Partners In The Pursuit Of Better Crops

Iowa farmers long have been driven to improve crop production. They joined together in the early 1900s to form organizations that sought better varieties of corn,more advanced ways to clean and select seed and improved tillage techniques.

And they partnered with Iowa State University to conduct research and expand their knowledge. Statewide corn shows drew farmers to the university’s Armory as early as 1904 for corn judging, competition and information.

Those first grower groups shared many goals and eventually combined in 1950 as the Iowa Crop Improvement Association. Jim Rouse (’87 animal science, ’90 MS entomology, ’04 PhD plant breeding), executive director since 2007, says its long history with Iowa State includes many connections.

Three of the association’s board members are from the College of Agriculture and Life Sciences—Endowed Dean Wendy Wintersteen (’88 PhD entomology), Manjit Misra, director of the Seed Science Center and Kendall Lamkey (’85 PhD agronomy), chair of the Department of Agronomy.

The nonprofit organization supports the student crop judging team, offers a summer internship program, awards several scholarships through Iowa State, funds research and sponsors the Iowa FFA Agronomy Career Development event.

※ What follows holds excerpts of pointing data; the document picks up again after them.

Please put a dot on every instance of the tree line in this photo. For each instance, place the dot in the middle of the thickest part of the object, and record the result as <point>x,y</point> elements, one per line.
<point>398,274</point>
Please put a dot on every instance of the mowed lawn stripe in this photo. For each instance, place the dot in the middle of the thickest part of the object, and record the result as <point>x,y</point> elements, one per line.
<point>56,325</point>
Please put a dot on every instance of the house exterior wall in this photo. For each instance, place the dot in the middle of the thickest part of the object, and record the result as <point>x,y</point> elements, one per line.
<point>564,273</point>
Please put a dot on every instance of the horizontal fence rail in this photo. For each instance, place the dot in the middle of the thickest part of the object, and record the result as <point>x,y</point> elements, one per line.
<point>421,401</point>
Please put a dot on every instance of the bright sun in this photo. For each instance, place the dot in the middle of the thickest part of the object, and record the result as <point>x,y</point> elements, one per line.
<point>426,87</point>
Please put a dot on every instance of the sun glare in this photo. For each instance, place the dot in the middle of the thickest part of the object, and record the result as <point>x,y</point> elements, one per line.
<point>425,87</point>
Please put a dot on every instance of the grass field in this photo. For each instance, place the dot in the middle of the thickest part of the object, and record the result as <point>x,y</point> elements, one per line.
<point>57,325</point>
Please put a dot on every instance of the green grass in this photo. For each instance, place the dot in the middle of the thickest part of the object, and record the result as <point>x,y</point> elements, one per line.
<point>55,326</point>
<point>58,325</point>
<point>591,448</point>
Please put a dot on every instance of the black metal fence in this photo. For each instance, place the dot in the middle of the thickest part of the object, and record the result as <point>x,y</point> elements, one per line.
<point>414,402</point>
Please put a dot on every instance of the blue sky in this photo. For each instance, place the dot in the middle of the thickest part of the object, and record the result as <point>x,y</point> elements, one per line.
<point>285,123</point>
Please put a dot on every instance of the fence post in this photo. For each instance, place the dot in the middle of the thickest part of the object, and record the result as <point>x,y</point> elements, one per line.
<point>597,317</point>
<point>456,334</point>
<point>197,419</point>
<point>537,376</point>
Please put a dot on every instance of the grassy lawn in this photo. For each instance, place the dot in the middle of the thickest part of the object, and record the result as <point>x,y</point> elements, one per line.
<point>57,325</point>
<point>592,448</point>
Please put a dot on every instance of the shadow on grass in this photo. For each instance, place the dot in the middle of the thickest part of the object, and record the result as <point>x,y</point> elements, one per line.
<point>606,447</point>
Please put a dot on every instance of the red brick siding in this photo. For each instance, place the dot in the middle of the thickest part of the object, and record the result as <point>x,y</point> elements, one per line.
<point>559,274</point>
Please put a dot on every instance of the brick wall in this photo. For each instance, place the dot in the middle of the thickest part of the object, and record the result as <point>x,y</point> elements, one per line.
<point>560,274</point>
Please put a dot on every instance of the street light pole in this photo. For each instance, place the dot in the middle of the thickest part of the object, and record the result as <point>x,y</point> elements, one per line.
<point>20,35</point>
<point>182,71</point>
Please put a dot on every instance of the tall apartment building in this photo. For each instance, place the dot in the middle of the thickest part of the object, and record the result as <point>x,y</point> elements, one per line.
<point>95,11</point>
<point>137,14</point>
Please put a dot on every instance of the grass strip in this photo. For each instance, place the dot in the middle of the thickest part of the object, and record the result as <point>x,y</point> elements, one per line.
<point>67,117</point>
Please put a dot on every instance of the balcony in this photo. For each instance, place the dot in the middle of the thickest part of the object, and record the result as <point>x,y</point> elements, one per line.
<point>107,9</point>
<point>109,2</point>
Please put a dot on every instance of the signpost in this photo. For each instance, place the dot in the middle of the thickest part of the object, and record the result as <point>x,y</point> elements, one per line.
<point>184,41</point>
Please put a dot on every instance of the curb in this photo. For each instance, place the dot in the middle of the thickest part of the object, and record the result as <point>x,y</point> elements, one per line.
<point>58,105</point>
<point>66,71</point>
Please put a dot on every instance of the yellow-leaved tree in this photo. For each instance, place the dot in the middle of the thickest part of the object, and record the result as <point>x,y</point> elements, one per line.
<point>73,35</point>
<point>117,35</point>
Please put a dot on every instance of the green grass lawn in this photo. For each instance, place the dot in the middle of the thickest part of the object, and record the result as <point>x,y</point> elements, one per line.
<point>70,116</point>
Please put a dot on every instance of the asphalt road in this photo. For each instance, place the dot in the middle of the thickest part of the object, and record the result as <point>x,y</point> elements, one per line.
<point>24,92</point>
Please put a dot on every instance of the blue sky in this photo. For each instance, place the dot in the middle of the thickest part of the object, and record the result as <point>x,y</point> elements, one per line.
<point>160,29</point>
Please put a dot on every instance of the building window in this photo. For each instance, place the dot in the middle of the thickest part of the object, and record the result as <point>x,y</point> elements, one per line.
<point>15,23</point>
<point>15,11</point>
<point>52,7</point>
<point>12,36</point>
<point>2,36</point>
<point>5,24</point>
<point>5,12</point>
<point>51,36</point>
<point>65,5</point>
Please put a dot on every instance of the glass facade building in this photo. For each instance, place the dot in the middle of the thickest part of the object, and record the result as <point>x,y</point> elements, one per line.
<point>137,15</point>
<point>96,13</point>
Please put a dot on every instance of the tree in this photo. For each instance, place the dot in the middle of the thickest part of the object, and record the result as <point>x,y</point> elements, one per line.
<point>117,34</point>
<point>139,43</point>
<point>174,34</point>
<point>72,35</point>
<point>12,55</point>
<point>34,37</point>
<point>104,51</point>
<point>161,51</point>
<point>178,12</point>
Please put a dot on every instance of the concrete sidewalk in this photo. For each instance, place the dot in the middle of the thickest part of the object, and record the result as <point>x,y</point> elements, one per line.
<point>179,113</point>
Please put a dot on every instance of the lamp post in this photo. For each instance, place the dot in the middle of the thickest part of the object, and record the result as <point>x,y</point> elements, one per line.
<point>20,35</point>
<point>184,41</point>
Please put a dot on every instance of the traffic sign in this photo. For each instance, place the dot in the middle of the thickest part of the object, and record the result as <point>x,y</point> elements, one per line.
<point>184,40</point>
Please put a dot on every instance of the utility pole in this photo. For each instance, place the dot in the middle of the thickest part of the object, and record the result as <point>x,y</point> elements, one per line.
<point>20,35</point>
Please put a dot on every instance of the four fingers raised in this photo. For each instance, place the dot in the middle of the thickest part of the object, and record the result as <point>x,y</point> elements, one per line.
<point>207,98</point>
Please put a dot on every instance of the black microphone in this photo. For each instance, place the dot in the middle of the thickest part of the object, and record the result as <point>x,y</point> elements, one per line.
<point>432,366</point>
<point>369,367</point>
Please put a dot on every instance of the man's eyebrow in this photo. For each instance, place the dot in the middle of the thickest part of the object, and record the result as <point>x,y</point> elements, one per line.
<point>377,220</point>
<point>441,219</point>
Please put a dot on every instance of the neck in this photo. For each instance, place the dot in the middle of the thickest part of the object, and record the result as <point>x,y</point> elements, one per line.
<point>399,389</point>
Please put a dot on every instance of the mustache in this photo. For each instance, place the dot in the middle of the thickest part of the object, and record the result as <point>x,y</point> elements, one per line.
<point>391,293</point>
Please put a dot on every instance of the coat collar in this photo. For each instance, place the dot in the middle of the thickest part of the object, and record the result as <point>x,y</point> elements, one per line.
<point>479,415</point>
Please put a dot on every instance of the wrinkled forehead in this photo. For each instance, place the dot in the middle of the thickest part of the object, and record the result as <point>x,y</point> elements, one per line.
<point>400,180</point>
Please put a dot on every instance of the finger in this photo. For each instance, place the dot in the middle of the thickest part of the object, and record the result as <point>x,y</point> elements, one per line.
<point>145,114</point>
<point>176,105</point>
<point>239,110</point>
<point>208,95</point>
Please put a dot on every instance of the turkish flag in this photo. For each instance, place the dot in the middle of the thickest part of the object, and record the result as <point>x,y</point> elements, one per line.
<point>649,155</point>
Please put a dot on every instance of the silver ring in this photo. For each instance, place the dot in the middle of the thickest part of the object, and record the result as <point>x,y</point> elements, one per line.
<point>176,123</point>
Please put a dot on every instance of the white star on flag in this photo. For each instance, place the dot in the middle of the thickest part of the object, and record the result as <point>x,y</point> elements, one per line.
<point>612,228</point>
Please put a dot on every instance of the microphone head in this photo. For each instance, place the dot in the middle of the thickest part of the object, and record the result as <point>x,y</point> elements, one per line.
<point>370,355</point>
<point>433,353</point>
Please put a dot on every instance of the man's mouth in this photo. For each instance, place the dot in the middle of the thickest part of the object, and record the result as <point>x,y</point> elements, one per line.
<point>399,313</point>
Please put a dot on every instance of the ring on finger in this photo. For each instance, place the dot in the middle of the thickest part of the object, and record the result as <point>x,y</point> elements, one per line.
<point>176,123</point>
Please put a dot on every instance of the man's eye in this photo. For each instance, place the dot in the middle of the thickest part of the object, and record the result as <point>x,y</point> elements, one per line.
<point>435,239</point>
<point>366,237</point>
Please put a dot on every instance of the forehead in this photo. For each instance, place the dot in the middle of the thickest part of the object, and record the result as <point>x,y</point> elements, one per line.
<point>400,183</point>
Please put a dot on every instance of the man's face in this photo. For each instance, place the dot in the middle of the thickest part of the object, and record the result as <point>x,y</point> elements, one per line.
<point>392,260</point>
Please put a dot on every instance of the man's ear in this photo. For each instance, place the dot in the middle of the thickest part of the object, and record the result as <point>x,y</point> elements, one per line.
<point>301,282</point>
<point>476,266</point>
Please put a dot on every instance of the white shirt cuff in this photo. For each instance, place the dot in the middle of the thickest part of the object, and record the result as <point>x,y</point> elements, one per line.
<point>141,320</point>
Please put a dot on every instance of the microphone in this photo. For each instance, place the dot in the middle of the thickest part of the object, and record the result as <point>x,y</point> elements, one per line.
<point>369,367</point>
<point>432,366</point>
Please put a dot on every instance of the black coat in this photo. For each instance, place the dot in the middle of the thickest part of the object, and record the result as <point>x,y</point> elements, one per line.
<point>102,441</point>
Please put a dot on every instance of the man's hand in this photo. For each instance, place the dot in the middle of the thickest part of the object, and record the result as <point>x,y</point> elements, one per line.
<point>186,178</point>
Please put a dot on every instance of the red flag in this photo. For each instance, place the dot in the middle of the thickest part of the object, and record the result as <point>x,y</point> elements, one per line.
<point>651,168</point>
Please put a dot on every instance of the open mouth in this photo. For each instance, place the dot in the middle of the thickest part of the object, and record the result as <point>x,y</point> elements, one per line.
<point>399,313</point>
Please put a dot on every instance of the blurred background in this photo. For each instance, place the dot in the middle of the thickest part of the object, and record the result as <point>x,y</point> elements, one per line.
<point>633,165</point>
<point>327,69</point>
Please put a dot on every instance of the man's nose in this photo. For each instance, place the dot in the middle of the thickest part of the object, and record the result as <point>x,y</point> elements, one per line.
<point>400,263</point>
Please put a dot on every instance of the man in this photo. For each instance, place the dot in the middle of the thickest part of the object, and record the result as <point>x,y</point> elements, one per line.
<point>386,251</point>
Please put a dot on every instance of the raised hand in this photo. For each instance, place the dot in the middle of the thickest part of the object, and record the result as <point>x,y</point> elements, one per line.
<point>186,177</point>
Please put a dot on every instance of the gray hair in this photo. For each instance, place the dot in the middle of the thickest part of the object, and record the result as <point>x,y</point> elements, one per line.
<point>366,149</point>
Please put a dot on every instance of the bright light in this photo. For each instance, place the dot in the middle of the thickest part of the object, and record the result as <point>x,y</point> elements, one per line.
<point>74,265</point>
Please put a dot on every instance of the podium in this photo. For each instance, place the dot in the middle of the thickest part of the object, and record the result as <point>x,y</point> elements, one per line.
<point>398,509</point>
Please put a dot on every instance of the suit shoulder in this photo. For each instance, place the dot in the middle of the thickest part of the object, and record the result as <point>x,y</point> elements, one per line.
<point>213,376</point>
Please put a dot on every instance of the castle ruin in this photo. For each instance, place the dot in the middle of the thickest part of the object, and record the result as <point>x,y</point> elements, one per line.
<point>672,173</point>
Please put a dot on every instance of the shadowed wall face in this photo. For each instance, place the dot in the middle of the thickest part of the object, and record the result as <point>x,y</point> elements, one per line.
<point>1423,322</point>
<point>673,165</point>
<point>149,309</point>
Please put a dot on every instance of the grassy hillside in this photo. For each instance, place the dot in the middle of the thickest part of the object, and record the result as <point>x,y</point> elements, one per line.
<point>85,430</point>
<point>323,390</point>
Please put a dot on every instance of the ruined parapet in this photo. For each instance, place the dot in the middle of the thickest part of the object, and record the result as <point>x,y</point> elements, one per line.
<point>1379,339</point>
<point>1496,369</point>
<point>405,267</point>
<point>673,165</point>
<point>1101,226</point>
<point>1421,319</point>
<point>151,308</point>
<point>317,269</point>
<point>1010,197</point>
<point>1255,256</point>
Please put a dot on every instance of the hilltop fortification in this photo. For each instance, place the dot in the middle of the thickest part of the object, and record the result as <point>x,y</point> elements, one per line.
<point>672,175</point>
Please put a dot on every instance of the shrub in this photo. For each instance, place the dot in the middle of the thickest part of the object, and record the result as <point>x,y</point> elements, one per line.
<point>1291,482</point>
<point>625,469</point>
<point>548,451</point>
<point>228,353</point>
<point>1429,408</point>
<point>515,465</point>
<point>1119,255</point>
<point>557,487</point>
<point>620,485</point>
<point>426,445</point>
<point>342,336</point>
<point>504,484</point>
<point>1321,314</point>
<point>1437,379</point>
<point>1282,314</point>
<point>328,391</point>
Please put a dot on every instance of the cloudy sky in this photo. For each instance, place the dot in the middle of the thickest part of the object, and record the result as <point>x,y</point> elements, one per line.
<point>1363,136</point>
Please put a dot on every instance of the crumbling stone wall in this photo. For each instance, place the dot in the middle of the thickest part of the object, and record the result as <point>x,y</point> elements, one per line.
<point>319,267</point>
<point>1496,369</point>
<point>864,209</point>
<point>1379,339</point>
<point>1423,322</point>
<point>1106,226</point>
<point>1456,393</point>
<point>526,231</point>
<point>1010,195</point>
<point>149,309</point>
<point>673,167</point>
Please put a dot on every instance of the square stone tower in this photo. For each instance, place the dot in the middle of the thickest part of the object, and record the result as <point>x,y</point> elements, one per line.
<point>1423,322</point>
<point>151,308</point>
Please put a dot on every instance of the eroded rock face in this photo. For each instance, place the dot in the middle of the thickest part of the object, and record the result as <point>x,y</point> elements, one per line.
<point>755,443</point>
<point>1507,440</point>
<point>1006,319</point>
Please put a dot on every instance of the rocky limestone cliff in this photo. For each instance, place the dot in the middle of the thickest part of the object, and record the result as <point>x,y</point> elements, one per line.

Scholarships are evaluated and adjusted depending on the agronomy department’s greatest need.

“The association supports the seed industry and agriculture, in general, but it supports the university very specifically,” Rouse says.

Lamkey says students in agronomy benefit directly from the association’s support. Its sponsorship of the crop judging team reinforces the association’s origins.

He also points to connections with agronomy’s external stakeholders.

“Iowa Crop helps keep us directly linked with the seed industry, through its role as the official seed-certifying agency for the state,” Lamkey says.

Seed certification is required for seed that’s shipped internationally. Rouse says a lot of seed beans grown in Iowa are exported to Canada and Europe, with seed corn going mainly to Canada and South America.

The organization’s statewide yield test results continue to be a sought-after service by farmers, and this year will mark its 95th anniversary. It helps fulfill the need for unbiased information on crop production.

“There might have been yield information available before it began in 1920, but that was when it was standardized and centralized. Before it was more of a local endeavor,” Rouse says.

Chuck Cornelius (’83 agronomy), president of Cornelius Seed in northeast Iowa, says companies like his rely on the testing program.

“The Iowa Crop Performance Test provides Iowa’s corn and soybean growers a much needed, independent third-party testing service and has one of the best reputations in the industry,” says Cornelius, a former ICIA board member.

“ICIA does a great job testing across the state so growers have local data for their area. The growers who use this data gain confidence to plant new hybrids that will increase their yields.”